Ja, LEVEL wird auch in öffentlichen Ausschreibungen verwendet. Dabei können sowohl die Zertifizierung als auch einzelne Leistungsbereiche gemäß dem FEMB-Standard ausgeschrieben werden.
Lassen Sie uns noch einen kurzen Blick auf die Maßnahmen der EU im Bereich der Nachhaltigkeit werfen. Was erwartet uns da?

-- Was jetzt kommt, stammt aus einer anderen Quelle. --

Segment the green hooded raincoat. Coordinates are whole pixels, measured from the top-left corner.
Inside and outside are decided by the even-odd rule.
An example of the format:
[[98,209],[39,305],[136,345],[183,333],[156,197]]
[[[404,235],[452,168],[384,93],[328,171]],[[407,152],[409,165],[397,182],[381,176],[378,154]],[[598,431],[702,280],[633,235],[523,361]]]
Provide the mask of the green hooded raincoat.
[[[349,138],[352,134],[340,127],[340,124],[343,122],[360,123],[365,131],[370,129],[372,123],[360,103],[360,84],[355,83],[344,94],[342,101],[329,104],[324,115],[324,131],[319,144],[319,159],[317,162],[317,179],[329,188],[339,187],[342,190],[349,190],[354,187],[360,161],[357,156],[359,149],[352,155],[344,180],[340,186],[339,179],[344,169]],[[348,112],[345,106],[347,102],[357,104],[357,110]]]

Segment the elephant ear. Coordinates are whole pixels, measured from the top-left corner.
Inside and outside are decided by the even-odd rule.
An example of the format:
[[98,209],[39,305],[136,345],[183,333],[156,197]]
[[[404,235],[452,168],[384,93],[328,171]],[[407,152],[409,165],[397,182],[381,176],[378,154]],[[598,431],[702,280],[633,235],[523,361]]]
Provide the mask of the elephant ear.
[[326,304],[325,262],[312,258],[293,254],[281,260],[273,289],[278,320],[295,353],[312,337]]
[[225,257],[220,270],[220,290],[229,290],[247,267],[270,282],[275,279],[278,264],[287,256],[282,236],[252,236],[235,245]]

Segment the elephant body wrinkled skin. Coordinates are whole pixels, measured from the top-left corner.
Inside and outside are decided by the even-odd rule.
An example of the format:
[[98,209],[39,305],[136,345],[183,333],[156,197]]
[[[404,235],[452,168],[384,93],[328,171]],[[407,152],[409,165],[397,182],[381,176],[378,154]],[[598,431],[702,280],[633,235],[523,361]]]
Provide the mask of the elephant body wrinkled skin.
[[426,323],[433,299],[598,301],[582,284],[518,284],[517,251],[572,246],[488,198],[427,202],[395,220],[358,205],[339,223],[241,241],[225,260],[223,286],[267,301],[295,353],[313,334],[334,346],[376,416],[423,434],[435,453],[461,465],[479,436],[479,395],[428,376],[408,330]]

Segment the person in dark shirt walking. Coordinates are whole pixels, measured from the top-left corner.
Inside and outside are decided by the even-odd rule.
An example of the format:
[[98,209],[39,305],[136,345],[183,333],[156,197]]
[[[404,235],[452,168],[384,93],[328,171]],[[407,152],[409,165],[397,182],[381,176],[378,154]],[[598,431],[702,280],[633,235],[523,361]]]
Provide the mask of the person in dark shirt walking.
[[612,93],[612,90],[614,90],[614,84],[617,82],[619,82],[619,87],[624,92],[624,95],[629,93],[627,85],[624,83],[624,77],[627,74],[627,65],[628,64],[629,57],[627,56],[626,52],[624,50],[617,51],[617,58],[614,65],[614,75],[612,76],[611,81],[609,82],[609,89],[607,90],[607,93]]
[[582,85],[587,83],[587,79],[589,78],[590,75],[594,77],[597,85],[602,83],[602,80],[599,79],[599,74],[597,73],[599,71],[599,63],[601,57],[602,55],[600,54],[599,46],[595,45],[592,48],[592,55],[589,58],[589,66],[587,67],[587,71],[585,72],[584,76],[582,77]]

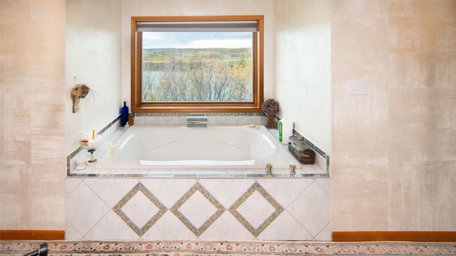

Dieses Feld weitet sich immer mehr aus, seitdem der European Green Deal 2019 in der zweiten Auflage konkrete Anforderungen an die EU-Institutionen stellt. Es wurden daraufhin in kurzer Zeit der Circular Economy Action Plan (CEAP) und die darin enthaltene Sustainable Products Initiative (SPI) vorgestellt. Beide sind auch für die Entwicklung und Produktion von Büro- und Objektmöbeln relevant. Derzeit wird zudem das EU Ecolabel überarbeitet. Spezifische Kriterien für Möbel wird es aber frühestens in zwei Jahren geben. Ein weiteres EU-Projekt ist der sogenannte Product Environmental Footprint (PEF), der die ökologische Qualität eines Produkts mit einer Messzahl beschreiben soll. Um dies für alle Produkte, zum Beispiel bei Möbeln, vereinheitlichen zu können, braucht es Spielregeln, die sogenannten Product Category Rules (PCR). Und ja, seit wenigen Tagen liegt der neue Entwurf der Verordnung zum Ökodesign für nachhaltige Produkte vor, die sich als Rahmenwerk auf 123 Seiten plus Anhänge mit sehr vielen dieser Themen befassen wird. Im Normenbereich bearbeiten wir auf deutscher und europäischer Ebene derzeit einen „Circularity Index“ für Möbel, der mittelfristig ebenfalls Einfluss auf LEVEL haben wird. Sie sehen, auf diesem Feld ist momentan sehr viel Bewegung, vieles wird sich noch ändern. In den meisten Bereichen ist LEVEL den geltenden Standards aber bereits einen Schritt voraus.
Herr Weßels, wir danken Ihnen für das Gespräch.